School District 72 must cut $122,000 in order to balance its 2012/2013 budget

School District 72 must cut $122,000 in order to balance its 2012/2013 budget.

Peter Neale, secretary-treasurer for the school district, said based on discussions with the Budget Function Committee (comprised of the teachers’ association, CUPE, Campbell River principals and vice-principals, parents and senior management) the focus will be on minor reductions.

“Conversations would indicate a reluctance of stakeholders to recommend a complete elimination of services in specific areas,” said Neale, in a memo to the board of education. “Proposals for reductions will be exhaustive in all areas.

“Where possible, (informationon) impacts to student learning and operations will be provided.”

The board of education was considering reducing staffing levels, as well as cutting one of the seven school trustee positions, at a special board meeting Tuesday night after the Mirror went to press.

Reducing the number of trustees, as well as board costs, could save the district $15,000, according to Neale.

The school district is also considering cuts to full-time equivalent educational assistant positions.

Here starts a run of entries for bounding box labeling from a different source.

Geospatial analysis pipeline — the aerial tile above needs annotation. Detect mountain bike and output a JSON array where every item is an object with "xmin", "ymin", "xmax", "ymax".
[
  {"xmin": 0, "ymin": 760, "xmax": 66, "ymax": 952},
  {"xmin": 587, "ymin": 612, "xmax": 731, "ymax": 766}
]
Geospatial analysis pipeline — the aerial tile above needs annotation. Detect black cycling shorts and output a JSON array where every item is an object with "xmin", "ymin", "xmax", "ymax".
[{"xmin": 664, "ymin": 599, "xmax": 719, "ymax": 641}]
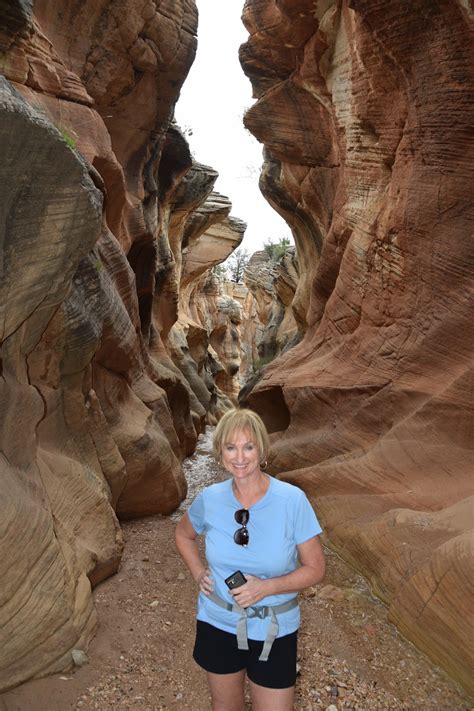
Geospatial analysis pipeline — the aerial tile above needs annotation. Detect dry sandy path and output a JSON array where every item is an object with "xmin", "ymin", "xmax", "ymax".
[{"xmin": 0, "ymin": 432, "xmax": 474, "ymax": 711}]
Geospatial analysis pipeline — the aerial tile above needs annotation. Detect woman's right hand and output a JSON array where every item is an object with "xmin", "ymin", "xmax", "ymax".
[{"xmin": 196, "ymin": 568, "xmax": 214, "ymax": 595}]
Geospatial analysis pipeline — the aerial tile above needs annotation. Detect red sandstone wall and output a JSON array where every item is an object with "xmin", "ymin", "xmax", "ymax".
[{"xmin": 241, "ymin": 0, "xmax": 474, "ymax": 688}]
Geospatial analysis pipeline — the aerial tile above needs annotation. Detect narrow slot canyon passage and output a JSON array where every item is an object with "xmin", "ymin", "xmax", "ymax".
[
  {"xmin": 0, "ymin": 0, "xmax": 474, "ymax": 711},
  {"xmin": 0, "ymin": 428, "xmax": 471, "ymax": 711}
]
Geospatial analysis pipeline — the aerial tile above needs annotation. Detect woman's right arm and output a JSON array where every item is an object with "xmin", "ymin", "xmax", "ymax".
[{"xmin": 175, "ymin": 513, "xmax": 214, "ymax": 595}]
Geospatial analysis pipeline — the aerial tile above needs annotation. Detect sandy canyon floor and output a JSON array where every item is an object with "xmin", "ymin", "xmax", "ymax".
[{"xmin": 0, "ymin": 432, "xmax": 474, "ymax": 711}]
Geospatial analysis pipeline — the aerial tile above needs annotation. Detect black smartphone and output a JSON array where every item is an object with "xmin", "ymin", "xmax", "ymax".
[{"xmin": 225, "ymin": 570, "xmax": 247, "ymax": 590}]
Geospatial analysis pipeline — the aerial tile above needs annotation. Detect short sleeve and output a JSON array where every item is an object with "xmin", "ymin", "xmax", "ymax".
[
  {"xmin": 188, "ymin": 491, "xmax": 205, "ymax": 534},
  {"xmin": 294, "ymin": 489, "xmax": 323, "ymax": 545}
]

Neale said the full-time equivalent is based on 35 hours per week, when in reality educational assistants work less than 35 hours per week to coincide with the school day and range from 20-28 hours per week.

“The number of actual positions (cut) would depend on if the reductions were in part-time positions or a general reduction in all hours for staff,” Neale said. “So…the reduction may be in full positions, part-time positions, or in the number of hours EA’s (educational assistants) will work in the day.”

That option would see the district use the current year, or 2011/2012 methodology for staffing educational assistants.

Neale said since that approach would cost about $300,000, half ($150,000) of that is being considered to “balance other priorities.”

The board will also look at reducing clerical staff by two-and-a-half full-time equivalent positions for a savings of $115,000.

“This option would see us reduce our staffing to our formula for clerical staffing and provide a cap to staffing at Timberline to 105 hours per week, maintaining 2011/2012 staffing,” Neale said.

The final piece to be considered is removing the GPS system in school buses – a savings of $5,000 – and discontinuing the software licensing fees for the GPS system. However, Neale said the system has proved its worth.

“Currently, the system is used to communicate to parents and management the location of our students and acts as a measure for efficiencies in the school district and safety for our students, particularly in the event of an emergency,” Neale said. “Considering annual costs, the benefits we are receiving are significant.”

School district stakeholders also brainstormed further savings that included:

n A bus review (consider working with the city for transportation).

n Small school closures.

n Consolidation of facilities.

n Investigation into abuse of employee benefits such as sick and/or bereavement leave.

n A review of shared field agreements with the city.

The budget is expected to be finalized and adopted at the board of education’s public meeting May 15 at the school board office.